"""
An implementation of the paper: "Removing Bias in Multi-modal Classifiers: Regularization by Maximizing Functional
Entropies" NeurIPS 2020.
"""
import torch
class Perturbation:
"""
Class that in charge of the perturbation techniques
"""
@classmethod
def _add_noise_to_tensor(cls, tens: torch.Tensor, over_dim: int = 0) -> torch.Tensor:
"""
Adds noise to a tensor sampled from N(0, tens.std()).
:param tens:
:param over_dim: over what dim to calculate the std. 0 for features over batch, 1 for over sample.
:return: noisy tensor in the same shape as input
"""
return tens + torch.randn_like(tens) * tens.std(dim=over_dim)
# return tens + torch.randn_like(tens)
@classmethod
def perturb_tensor(cls, tens: torch.Tensor, n_samples: int, perturbation: bool = True) -> torch.Tensor:
"""
Flatting the tensor, expanding it, perturbing and reconstructing to the original shape.
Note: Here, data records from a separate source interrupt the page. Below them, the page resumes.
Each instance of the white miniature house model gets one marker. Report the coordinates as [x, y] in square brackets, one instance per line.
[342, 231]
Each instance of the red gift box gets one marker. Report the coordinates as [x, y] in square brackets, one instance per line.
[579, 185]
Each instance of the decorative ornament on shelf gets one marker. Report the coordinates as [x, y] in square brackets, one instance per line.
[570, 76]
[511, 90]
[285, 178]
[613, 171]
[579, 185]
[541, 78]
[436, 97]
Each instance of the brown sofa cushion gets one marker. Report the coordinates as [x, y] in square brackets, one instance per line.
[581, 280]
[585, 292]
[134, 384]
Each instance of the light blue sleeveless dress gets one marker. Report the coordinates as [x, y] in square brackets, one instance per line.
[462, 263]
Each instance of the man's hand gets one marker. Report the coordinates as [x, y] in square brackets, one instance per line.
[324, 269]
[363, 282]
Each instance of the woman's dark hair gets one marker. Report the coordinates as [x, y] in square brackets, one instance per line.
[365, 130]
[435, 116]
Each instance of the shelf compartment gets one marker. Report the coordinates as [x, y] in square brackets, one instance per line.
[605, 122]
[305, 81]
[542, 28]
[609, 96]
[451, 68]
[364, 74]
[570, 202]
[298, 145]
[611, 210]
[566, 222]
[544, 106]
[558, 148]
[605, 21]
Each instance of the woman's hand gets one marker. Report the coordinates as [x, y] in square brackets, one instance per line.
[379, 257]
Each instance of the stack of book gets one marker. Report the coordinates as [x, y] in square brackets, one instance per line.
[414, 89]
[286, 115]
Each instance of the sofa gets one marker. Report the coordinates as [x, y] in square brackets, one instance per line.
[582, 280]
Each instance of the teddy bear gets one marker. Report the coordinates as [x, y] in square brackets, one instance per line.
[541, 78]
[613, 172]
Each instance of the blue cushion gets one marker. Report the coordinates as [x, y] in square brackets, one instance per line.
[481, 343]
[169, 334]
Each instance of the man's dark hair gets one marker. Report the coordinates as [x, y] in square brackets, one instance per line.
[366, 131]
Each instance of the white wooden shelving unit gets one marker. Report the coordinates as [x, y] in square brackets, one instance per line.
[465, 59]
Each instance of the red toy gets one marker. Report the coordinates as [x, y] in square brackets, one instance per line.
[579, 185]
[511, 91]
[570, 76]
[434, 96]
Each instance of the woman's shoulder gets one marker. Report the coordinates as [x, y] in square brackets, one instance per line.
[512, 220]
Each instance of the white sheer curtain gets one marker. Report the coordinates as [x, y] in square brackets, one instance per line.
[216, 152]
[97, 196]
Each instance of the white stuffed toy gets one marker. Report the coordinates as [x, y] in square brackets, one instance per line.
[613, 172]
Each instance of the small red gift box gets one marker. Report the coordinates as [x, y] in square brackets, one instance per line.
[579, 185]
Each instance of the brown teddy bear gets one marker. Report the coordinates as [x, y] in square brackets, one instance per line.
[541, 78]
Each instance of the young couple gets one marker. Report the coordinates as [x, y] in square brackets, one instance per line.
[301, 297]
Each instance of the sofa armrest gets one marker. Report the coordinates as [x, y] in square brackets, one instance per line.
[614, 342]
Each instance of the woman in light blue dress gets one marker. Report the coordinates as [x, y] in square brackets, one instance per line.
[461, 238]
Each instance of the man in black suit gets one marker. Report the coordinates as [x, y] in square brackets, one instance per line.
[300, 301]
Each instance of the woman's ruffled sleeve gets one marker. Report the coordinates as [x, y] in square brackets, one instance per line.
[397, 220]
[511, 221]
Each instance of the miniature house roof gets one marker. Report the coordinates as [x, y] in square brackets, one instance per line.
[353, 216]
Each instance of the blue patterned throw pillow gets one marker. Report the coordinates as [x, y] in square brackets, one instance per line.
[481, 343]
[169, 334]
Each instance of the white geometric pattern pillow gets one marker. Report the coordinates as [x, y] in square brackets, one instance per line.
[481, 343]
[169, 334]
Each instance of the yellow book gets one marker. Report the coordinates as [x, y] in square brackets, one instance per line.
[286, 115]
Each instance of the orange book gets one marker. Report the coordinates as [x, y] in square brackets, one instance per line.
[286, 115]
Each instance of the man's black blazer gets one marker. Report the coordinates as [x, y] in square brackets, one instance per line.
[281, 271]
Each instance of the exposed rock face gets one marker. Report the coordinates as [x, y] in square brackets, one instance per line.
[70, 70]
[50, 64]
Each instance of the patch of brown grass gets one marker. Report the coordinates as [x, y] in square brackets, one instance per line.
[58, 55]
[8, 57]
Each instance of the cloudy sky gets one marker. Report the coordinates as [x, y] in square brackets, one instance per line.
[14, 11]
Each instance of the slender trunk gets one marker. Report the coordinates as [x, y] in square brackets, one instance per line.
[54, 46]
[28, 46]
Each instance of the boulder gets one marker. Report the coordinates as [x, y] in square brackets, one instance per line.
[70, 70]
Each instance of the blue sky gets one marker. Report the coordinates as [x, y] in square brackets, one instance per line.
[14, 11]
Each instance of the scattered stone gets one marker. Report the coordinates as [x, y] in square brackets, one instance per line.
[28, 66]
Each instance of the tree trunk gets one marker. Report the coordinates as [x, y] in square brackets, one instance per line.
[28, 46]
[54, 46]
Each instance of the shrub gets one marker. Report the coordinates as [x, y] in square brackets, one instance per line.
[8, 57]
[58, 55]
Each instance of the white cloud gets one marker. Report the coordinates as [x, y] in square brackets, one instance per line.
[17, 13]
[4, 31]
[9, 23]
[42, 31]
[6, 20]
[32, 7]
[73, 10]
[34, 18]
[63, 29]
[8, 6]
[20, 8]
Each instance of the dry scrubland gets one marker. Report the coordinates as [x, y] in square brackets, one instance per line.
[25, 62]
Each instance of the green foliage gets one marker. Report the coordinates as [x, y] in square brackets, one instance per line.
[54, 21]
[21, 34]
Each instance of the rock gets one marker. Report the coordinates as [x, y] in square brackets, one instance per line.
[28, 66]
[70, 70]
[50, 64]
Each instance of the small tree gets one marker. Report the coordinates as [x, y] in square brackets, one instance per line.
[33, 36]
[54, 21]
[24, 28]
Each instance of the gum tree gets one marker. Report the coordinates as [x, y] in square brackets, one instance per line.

Note, this function assumes that the batch is the first dimension.
:param tens:
:param n_samples: times to perturb
:param perturbation: False - only duplicating the tensor
:return: tensor in the shape of [batch, samples * num_eval_samples]
"""
tens_dim = list(tens.shape)
tens = tens.view(tens.shape[0], -1)
tens = tens.repeat(1, n_samples)
tens = tens.view(tens.shape[0] * n_samples, -1)
if perturbation:
tens = cls._add_noise_to_tensor(tens)
tens_dim[0] *= n_samples
tens = tens.view(*tens_dim)
tens.requires_grad_()
return tens
@classmethod
def get_expanded_logits(cls, logits: torch.Tensor, n_samples: int, logits_flg: bool = True) -> torch.Tensor:
"""
Perform Softmax and then expand the logits depends on the num_eval_samples
:param logits_flg: whether the input is logits or softmax
:param logits: tensor holds logits outputs from the model
:param n_samples: times to duplicate
:return:
"""
if logits_flg:
logits = torch.nn.functional.softmax(logits, dim=1)
expanded_logits = logits.repeat(1, n_samples)
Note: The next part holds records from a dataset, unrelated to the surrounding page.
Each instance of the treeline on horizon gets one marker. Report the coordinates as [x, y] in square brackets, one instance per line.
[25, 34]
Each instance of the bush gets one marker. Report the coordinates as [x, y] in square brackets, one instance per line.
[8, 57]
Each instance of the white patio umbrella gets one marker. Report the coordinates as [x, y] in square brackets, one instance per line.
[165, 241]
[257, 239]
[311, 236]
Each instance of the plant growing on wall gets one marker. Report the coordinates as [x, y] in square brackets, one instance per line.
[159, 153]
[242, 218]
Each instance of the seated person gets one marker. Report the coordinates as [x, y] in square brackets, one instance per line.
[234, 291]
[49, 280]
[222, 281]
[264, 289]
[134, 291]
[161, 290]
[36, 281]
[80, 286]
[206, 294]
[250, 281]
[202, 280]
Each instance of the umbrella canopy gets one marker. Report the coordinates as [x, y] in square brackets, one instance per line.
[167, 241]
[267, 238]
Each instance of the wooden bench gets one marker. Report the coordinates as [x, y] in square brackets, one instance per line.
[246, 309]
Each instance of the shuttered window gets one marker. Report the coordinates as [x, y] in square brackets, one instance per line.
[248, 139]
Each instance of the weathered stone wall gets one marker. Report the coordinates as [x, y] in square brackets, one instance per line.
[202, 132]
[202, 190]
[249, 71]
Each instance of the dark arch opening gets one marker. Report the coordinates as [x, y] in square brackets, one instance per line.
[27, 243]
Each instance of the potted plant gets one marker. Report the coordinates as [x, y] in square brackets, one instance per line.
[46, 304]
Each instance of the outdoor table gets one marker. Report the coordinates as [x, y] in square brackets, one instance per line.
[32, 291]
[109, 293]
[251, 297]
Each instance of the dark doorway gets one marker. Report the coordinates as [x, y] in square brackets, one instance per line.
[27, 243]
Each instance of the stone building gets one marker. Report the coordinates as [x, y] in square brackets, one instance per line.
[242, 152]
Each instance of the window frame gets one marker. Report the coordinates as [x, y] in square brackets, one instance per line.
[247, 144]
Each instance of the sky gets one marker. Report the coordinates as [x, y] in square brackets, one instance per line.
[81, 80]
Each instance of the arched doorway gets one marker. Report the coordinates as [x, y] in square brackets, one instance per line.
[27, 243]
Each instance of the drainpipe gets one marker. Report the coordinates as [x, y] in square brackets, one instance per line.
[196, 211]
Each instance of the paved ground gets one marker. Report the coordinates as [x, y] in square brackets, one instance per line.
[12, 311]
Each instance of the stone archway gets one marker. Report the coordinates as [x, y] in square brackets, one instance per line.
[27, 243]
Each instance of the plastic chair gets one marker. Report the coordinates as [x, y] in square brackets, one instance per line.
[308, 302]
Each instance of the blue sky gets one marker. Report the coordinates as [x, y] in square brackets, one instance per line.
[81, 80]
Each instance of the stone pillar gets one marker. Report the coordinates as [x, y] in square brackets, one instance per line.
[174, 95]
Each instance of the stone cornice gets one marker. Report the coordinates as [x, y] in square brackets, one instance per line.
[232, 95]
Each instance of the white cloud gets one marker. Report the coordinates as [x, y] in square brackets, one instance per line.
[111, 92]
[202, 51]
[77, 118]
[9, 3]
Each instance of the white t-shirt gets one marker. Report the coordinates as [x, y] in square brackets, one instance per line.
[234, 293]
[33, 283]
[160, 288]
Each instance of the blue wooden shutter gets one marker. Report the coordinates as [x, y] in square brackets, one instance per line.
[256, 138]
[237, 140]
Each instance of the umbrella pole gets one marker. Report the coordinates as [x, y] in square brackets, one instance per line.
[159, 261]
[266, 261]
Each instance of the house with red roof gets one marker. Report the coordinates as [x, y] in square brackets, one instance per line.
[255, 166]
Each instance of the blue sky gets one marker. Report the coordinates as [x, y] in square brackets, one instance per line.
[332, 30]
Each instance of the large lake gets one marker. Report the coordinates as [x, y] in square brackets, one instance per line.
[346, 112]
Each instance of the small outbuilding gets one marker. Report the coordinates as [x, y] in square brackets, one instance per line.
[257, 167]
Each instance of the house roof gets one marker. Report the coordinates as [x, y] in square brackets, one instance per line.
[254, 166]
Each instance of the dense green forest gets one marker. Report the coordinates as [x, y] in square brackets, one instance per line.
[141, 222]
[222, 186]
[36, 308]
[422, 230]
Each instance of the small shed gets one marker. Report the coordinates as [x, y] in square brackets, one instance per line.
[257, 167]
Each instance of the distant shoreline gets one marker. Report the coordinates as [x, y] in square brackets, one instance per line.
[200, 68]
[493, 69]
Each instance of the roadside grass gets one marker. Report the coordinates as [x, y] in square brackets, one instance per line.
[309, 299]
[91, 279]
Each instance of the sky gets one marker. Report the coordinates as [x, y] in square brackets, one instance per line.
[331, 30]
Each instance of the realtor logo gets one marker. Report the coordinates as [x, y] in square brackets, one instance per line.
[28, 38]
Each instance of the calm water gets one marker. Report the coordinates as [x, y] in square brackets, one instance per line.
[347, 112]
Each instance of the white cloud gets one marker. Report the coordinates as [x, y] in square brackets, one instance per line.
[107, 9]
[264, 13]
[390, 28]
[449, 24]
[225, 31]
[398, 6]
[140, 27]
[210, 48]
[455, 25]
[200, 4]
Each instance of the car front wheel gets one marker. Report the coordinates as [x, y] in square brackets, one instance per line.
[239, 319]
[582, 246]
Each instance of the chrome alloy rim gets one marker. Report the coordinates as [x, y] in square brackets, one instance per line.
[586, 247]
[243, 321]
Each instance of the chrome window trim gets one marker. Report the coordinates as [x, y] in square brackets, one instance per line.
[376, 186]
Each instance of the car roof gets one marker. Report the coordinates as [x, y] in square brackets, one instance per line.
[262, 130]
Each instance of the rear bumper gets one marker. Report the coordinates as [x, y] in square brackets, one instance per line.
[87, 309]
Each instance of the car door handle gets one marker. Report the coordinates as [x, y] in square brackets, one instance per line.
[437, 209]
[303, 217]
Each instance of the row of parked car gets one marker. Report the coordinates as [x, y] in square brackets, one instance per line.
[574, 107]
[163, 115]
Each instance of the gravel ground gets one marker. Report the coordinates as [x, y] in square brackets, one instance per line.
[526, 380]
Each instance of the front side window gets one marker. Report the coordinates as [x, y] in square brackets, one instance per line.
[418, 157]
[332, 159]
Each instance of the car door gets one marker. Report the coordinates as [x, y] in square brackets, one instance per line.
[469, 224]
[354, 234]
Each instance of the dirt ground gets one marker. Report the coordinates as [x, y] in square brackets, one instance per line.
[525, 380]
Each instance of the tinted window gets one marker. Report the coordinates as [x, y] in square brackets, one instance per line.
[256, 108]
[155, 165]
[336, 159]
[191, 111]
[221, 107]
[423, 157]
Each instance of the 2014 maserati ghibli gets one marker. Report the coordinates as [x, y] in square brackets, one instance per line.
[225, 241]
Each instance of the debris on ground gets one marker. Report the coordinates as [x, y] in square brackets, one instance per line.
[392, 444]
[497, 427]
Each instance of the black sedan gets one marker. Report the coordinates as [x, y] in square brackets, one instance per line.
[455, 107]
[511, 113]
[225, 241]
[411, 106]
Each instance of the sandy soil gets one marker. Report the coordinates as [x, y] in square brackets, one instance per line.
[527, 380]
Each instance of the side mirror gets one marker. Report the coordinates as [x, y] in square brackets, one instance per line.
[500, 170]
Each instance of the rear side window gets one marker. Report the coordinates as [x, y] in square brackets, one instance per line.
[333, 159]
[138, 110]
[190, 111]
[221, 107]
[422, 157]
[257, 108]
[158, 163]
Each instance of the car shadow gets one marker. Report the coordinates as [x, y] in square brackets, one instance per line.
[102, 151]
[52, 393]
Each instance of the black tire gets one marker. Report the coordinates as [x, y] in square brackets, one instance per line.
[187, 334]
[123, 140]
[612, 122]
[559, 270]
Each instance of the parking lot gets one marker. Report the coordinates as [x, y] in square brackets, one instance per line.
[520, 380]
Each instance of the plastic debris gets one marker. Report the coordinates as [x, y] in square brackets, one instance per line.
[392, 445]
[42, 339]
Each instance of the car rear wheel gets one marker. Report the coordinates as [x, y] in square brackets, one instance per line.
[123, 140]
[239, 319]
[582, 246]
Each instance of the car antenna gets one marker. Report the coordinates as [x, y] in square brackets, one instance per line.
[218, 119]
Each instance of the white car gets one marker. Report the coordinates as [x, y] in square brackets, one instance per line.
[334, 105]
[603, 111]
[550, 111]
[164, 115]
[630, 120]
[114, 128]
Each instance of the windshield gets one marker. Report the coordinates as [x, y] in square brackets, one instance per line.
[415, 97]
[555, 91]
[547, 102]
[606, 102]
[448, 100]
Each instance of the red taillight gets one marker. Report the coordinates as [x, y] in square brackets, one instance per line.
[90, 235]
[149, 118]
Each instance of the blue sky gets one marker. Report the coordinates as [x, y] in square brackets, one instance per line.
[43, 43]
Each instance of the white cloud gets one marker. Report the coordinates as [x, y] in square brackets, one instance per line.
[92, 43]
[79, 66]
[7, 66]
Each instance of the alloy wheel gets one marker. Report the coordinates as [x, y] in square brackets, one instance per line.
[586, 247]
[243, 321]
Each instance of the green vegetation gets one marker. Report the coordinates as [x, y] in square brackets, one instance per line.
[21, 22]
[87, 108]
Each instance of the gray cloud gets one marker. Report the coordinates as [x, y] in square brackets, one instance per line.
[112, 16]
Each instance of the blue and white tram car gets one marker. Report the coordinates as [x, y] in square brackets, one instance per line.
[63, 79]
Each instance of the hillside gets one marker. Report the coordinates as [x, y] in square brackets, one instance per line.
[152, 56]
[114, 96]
return expanded_logits.view(expanded_logits.shape[0] * n_samples, -1)
class Regularization(object):
"""
Class that in charge of the regularization techniques
"""
@classmethod
def _get_variance(cls, loss: torch.Tensor) -> torch.Tensor:
"""
Computes the variance along samples for the first dimension in a tensor
:param loss: [batch, number of evaluate samples]
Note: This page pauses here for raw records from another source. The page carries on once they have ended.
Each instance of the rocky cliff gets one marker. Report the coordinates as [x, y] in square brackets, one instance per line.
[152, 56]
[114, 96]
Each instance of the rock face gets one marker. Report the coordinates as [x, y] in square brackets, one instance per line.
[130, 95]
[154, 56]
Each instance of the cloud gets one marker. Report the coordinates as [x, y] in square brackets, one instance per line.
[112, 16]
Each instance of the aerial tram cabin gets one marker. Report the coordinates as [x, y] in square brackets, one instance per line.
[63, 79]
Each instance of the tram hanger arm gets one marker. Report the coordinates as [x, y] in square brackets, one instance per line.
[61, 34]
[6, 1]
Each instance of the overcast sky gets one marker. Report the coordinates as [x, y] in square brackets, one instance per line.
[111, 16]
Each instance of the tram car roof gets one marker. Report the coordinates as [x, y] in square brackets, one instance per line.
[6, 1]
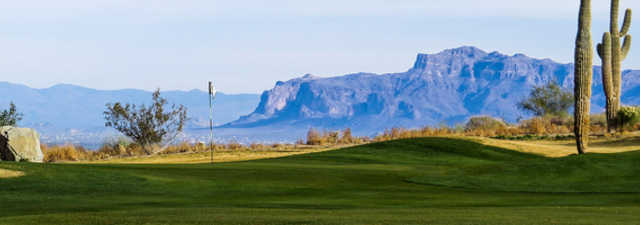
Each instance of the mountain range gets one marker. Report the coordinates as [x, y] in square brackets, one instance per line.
[442, 88]
[447, 87]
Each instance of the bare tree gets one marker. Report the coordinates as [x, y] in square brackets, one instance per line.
[147, 126]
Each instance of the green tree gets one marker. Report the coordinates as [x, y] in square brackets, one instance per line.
[548, 100]
[147, 126]
[10, 117]
[484, 123]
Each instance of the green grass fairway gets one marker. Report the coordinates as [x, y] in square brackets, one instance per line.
[418, 181]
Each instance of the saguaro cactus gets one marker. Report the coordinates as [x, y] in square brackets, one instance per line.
[583, 76]
[612, 54]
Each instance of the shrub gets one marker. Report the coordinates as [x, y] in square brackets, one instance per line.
[629, 116]
[484, 123]
[10, 117]
[147, 126]
[65, 153]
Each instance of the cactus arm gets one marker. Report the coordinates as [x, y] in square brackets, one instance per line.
[626, 47]
[600, 51]
[614, 17]
[627, 23]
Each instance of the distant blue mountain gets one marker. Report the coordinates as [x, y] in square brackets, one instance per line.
[65, 109]
[447, 87]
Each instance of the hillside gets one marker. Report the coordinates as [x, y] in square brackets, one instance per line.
[418, 181]
[447, 87]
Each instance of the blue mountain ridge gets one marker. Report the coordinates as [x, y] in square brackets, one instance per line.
[447, 87]
[69, 113]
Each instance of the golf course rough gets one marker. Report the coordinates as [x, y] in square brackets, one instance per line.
[414, 181]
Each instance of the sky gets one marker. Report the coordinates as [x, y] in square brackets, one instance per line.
[246, 46]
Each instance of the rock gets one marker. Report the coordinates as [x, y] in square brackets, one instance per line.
[17, 144]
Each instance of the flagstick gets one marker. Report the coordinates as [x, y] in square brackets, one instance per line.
[211, 119]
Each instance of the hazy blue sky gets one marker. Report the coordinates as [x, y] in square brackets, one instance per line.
[246, 46]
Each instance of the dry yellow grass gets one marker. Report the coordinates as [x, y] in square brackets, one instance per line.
[4, 173]
[219, 156]
[548, 148]
[565, 148]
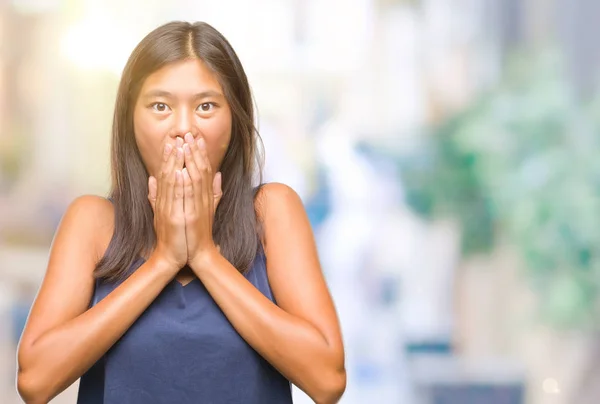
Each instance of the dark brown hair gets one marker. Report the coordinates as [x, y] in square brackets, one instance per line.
[236, 228]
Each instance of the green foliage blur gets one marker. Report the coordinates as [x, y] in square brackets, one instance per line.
[522, 164]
:return: variance of a given batch of loss values
"""
return torch.var(loss, dim=1)
@classmethod
def _get_differential_entropy(cls, loss: torch.Tensor) -> torch.Tensor:
"""
Computes differential entropy: -E[flogf]
:param loss:
:return: a tensor holds the differential entropy for a batch
"""
return -1 * torch.sum(loss * loss.log())
@classmethod
def _get_functional_entropy(cls, loss: torch.Tensor) -> torch.Tensor:
"""
Computes functional entropy: E[flogf] - E[f]logE[f]
:param loss:
:return: a tensor holds the functional entropy for a batch
"""
loss = torch.nn.functional.normalize(loss, p=1, dim=1)
loss = torch.mean(loss * loss.log()) - (torch.mean(loss) * torch.mean(loss).log())
return loss
@classmethod
def get_batch_statistics(cls, loss: torch.Tensor, n_samples: int, estimation: str = 'ent') -> torch.Tensor:
"""
Calculate the expectation of the batch gradient
:param n_samples:
:param loss:
:param estimation:
:return: Influence expectation
"""
loss = loss.reshape(-1, n_samples)
if estimation == 'var':
batch_statistics = cls._get_variance(loss)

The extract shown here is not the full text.